How do you create a dataframe from a csv file and be able to execute the same groupby command that simply works when creating the dataframe by hand?
Step-by-step i tried to do:
I create a pandas dataframe with multiindexed columns:
df = pd.DataFrame({
('A', 'x'): [1, 2, 3, 4],
('A', 'y'): [10, 15, 20, 25],
('B', 'x'): [7, 8, 9, 10],
('B', 'y'): [1, 1, 2, 2],
})
I then add a new column with some "metadata" that has only one column identifier:
df["C"] = ["F1", "F1", "F2", "F2"]
Results in:
A B C
x y x y
0 1 10 7 1 F1
1 2 15 8 1 F1
2 3 20 9 2 F2
3 4 25 10 2 F2
And i group my data on this column "C" – this works:
grouped = df.groupby("C").sum()
A B
x y x y
C
F1 3 25 15 2
F2 7 45 19 4
now i store the dataframe as csv file and read it again:
df.to_csv("test.csv")
df2 = pd.read_csv("test.csv", header=[0, 1], index_col=0)
A B C
x y x y Unnamed: 5_level_1
0 1 10 7 1 F1
1 2 15 8 1 F1
2 3 20 9 2 F2
3 4 25 10 2 F2
executing the same groupby command on the read-in dataframe results in an error:
df2.groupby("C").sum()
File "xxx\py311\Lib\site-packages\pandas\core\groupby\grouper.py", line 980, in get_grouper
raise ValueError(f"Grouper for '{name}' not 1-dimensional")

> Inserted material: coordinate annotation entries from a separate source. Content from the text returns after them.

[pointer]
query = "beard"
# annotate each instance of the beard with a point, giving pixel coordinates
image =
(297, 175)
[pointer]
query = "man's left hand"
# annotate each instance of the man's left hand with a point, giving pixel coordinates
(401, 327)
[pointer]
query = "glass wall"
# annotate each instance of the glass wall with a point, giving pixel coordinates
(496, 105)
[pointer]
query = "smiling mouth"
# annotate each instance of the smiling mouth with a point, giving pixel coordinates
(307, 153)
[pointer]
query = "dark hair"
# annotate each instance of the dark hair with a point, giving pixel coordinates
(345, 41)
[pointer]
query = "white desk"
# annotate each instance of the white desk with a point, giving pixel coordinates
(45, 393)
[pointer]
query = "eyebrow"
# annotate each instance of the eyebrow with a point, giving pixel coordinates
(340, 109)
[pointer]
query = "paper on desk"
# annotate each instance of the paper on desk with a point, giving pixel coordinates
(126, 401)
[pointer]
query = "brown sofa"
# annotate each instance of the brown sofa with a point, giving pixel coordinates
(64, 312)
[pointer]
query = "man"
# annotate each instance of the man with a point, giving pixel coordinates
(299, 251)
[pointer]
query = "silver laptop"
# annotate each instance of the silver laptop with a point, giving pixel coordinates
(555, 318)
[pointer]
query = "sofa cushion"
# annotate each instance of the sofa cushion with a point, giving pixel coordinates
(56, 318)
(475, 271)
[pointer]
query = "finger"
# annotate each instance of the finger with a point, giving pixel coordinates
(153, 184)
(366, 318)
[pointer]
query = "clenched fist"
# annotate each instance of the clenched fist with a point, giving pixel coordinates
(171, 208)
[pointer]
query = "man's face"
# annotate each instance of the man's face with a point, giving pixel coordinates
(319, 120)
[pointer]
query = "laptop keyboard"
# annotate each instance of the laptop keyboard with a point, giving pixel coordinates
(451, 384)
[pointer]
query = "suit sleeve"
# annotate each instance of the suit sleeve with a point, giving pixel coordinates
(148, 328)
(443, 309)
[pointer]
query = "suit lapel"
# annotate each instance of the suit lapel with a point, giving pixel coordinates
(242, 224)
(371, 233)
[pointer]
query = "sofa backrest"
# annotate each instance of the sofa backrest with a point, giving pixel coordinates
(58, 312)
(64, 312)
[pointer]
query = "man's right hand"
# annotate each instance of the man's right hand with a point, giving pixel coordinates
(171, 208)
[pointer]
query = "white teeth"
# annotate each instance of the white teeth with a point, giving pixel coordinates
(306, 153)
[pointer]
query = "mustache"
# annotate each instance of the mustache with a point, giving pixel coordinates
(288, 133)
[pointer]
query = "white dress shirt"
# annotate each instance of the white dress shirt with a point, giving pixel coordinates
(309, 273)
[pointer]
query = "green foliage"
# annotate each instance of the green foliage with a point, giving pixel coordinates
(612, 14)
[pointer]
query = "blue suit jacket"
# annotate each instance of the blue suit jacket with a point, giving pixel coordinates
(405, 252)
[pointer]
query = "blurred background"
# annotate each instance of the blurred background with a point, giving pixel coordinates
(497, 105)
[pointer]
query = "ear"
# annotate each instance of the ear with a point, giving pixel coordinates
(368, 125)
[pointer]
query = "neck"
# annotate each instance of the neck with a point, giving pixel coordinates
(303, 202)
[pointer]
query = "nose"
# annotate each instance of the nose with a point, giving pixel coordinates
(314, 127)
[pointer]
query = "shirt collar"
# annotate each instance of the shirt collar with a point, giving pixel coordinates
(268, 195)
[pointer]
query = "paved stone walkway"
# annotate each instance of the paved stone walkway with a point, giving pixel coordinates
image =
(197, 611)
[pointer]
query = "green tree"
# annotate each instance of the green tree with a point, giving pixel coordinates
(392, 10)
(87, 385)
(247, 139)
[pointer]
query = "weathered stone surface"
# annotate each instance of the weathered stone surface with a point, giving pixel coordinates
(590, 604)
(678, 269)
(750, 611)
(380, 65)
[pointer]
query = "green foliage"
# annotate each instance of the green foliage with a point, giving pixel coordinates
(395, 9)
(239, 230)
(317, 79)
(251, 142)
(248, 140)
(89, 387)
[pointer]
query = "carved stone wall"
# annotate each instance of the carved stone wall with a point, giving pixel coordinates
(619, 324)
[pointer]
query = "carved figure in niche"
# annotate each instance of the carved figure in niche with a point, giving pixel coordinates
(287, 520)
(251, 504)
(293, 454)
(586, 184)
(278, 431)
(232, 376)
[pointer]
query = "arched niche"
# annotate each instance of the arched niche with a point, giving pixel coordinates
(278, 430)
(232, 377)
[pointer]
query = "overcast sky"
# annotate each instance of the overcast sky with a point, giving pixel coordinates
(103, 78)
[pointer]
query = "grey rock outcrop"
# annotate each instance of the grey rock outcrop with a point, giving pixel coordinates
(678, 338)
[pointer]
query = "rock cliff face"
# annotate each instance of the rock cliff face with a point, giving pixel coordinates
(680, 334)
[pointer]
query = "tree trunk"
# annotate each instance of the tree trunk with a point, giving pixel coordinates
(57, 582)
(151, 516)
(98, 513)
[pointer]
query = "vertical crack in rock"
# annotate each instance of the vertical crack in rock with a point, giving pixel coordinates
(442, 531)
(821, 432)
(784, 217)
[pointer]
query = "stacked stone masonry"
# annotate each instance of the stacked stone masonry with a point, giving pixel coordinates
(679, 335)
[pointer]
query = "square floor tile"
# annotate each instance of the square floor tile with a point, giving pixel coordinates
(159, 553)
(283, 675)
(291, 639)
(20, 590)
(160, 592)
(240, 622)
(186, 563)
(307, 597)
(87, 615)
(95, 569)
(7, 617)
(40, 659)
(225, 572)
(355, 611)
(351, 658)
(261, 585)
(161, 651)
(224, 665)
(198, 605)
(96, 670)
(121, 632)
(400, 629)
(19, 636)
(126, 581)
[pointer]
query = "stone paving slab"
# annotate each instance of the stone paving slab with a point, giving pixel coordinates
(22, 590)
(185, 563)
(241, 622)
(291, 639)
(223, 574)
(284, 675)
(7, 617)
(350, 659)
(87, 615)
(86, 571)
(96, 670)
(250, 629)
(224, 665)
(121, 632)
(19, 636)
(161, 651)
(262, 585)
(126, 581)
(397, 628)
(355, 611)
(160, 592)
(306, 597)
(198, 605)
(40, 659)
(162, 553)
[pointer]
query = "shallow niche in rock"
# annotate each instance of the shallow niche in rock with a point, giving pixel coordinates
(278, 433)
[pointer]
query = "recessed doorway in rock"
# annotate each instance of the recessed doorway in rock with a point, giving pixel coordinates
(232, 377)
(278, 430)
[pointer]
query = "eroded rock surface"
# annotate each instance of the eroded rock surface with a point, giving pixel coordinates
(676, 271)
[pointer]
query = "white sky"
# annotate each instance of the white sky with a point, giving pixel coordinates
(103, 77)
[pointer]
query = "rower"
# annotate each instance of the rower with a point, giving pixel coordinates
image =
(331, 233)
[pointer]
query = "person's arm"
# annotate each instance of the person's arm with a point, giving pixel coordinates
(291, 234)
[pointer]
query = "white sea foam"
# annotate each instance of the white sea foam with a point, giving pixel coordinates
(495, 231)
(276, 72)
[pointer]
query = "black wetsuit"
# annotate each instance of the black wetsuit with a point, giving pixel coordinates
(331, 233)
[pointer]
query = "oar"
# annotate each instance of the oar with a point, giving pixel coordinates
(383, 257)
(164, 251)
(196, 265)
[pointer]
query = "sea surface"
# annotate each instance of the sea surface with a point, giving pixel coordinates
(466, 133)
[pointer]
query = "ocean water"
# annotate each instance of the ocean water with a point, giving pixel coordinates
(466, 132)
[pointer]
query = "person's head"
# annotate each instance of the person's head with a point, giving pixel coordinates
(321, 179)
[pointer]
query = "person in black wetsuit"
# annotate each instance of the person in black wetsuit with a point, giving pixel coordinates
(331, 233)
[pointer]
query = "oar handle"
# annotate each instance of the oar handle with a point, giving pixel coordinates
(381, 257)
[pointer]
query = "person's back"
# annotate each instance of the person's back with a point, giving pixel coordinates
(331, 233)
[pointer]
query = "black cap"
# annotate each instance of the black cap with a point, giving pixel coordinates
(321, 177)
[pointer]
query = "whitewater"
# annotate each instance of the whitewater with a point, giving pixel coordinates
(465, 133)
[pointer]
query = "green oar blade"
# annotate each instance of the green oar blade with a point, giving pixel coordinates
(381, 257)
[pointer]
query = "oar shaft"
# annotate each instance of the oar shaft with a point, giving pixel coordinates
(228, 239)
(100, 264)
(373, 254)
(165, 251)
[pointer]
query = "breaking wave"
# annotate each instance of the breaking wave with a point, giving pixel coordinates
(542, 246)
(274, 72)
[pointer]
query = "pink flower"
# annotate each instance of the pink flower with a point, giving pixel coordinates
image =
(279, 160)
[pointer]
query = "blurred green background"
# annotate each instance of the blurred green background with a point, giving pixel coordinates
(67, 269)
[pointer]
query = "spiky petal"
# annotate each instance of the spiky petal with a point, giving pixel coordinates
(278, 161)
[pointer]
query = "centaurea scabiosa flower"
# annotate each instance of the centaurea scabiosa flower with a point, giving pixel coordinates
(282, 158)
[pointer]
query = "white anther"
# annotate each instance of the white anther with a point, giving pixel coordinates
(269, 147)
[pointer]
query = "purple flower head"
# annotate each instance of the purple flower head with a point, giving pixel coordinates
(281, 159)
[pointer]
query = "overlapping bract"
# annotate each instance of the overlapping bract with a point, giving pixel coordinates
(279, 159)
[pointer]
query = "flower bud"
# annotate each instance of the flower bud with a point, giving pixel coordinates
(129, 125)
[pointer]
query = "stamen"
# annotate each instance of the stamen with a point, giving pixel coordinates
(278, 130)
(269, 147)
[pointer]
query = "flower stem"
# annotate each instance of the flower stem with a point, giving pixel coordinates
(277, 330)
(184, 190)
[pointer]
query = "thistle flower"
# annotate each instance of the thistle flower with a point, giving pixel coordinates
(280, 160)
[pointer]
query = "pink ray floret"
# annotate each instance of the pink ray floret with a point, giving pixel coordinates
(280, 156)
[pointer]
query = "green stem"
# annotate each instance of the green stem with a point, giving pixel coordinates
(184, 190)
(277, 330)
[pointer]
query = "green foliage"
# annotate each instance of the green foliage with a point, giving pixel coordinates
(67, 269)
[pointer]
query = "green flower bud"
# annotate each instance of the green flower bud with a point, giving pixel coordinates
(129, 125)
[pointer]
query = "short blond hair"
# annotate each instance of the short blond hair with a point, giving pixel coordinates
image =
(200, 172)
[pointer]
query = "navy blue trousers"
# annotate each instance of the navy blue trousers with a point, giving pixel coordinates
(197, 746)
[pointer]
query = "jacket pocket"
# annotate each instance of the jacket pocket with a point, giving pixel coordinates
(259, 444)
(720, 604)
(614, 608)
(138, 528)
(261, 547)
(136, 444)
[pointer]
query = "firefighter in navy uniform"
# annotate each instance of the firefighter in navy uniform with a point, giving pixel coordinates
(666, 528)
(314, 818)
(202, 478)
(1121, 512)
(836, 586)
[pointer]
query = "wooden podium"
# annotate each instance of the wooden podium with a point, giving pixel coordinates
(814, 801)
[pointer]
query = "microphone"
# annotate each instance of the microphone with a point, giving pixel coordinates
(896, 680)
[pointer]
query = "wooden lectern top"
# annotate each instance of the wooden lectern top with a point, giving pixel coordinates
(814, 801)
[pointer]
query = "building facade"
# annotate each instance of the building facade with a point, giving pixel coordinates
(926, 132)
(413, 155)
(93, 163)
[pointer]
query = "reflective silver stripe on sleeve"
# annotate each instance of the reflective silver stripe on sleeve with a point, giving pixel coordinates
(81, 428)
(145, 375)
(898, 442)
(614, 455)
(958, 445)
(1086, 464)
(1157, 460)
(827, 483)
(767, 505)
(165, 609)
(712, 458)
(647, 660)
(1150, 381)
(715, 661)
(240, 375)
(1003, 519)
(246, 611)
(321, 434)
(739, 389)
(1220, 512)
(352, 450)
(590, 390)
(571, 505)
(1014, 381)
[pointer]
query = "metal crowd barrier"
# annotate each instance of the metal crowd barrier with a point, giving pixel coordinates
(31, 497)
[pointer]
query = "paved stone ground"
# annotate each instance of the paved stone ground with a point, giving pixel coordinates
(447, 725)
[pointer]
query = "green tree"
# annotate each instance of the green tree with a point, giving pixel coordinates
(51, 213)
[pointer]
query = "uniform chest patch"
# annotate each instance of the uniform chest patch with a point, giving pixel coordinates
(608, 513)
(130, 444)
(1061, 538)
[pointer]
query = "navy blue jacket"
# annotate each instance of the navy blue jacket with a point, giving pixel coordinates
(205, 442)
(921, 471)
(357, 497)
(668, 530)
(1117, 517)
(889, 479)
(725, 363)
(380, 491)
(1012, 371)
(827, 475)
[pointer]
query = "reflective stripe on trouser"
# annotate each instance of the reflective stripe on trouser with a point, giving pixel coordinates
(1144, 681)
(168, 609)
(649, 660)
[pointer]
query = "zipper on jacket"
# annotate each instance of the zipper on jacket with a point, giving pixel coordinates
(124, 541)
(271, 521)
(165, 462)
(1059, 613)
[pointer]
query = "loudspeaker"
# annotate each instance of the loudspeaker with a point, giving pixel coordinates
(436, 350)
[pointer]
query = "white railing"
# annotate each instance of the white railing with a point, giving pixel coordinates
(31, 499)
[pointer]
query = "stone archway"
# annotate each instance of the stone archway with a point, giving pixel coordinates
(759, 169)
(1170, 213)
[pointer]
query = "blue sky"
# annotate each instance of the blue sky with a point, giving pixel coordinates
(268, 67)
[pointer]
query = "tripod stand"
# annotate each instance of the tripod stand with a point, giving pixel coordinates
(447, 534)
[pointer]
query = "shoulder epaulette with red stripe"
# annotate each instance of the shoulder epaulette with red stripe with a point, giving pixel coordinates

ValueError: Grouper for 'C' not 1-dimensional
I just cant seem to work out what i need to do to be able to groupby the column after reading in the data from csv?
>Solution :
Pandas ignores the trailing empty string levels* during the groupby.
grouped.index
# Index(['F1', 'F2'], dtype='object', name='C') <- not a tuple
You can rename your "Unnamed" columns to empty string when importing the data to get the previous behavior:
df2 = (pd.read_csv("test.csv", header=[0, 1], index_col=0)
.rename(columns=lambda x: '' if x.startswith('Unnamed:') else x)
)
df2.groupby('C').sum()
Output:
A B
x y x y
C
F1 3 25 15 2
F2 7 45 19 4
*This means that a ('C', '', 'X', '') name could be matched by ('C', '', 'X'), but not by 'C'.